Somehow I felt safer when Quincy joined us. I knew he was bush-savvy. He moved like he had spent his life running free in the wilderness. Mud puddles were his weakness. Any we found along the way, the bigger the better, he would sit in those as he did the river, then stretch out and lie there as though he had found a little slice of heaven.
Always he would leave us after a while and disappear into the trees or brush that lined the trail, appearing again a short time later, having covered the distance through the bush, where Bear and I stuck to the trail.
I found myself watching him for cues. If he stopped and listened, ears cocked towards the bush, eyes focused, I would wait and listen, wondering what he heard or smelled on the air. I trusted him implicitly.
Usually when he disappeared into the bush for about the fifth time, he wouldn’t appear again until Bear and I were almost home, then he would join us for the last leg of our walk. Occasionally we would return to find him sitting at the house waiting for us.
I often wondered where he went. I felt like we were just a tiny part of that dogs life, his days were filled with other things, other places. Sometimes he even stayed out all night. The longer he lived with us, the more the mystery deepened.
I awoke one morning to find a shoe I didn’t recognize on the deck, just outside the door. Morgan didn’t know it either. It didn’t take us long to realize Quincy had brought it home with him. The shoe was completely intact. He hadn’t picked it up as a chew toy, he’d just brought it home. We asked around our neighbours, it didn’t belong to any of them.
I wondered how far afield he travelled and why he brought home this particular shoe.
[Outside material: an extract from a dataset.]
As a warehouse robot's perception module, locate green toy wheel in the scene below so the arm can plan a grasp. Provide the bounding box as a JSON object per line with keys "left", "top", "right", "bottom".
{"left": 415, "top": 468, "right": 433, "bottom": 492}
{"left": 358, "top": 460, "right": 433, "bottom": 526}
I tried to picture him sneaking silently from the shadows on to someone’s back porch, checking over his options, making his selection, carefully lifting the shoe in his mouth and stealing away into the trees, then trotting all the way home with it clutched between his teeth.
Once it was deposited at our door, he completely ignored it. Was he bringing us a present? I wondered. I was at the same time flattered and mildly embarrassed that my dog stole somebody’s shoe.
Shortly after that, on another morning, I found a sandal.
During the time he lived with us, Quincy became somewhat of a neighbourhood social butterfly. All our neighbours were dog people and everyone kind of looked out for him. He quickly learned which houses had the best treats and who would give him table scraps.
When we started visiting one of our neighbours for a weekly dinner and TV night, Quincy would accompany us to the house and then loiter just off their deck until we appeared two hours later to go home. Eventually he worked up to stepping inside for brief visits to say hello, then he’d collect a treat and slip out the door to wait for us.
One night when we left their house, it was pitch black outside. The darkness hung heavily around us and seemed to stretch above to the end of time. There was no moon, no stars and I could barely see Morgan where he walked beside me only feet away. I could hear Bear’s quick steps ahead of us crunching over the gravel, but other than that we could have been completely alone in the world.
Then we heard a strange bark from close behind us. It’s funny how you can pick out the distinct barks of different dogs, we knew the sound of the voices of all five dogs that lived in our community. This was one neither of us had heard before. We stopped and I felt a flurry of soft fur and wet nose and straw-like whiskers brush my hand. Then Morgan let out a yell as he was nudged from behind.
Who was that? Was that Quincy? We asked aloud of each other and the air around us. It was the first time Quincy had ever made such deliberate contact with us. We could hear him dancing around us in the darkness with Bear and we started to laugh. For a brief moment we floated away, the four of us, and it felt as though everything up until that point had a purpose after all.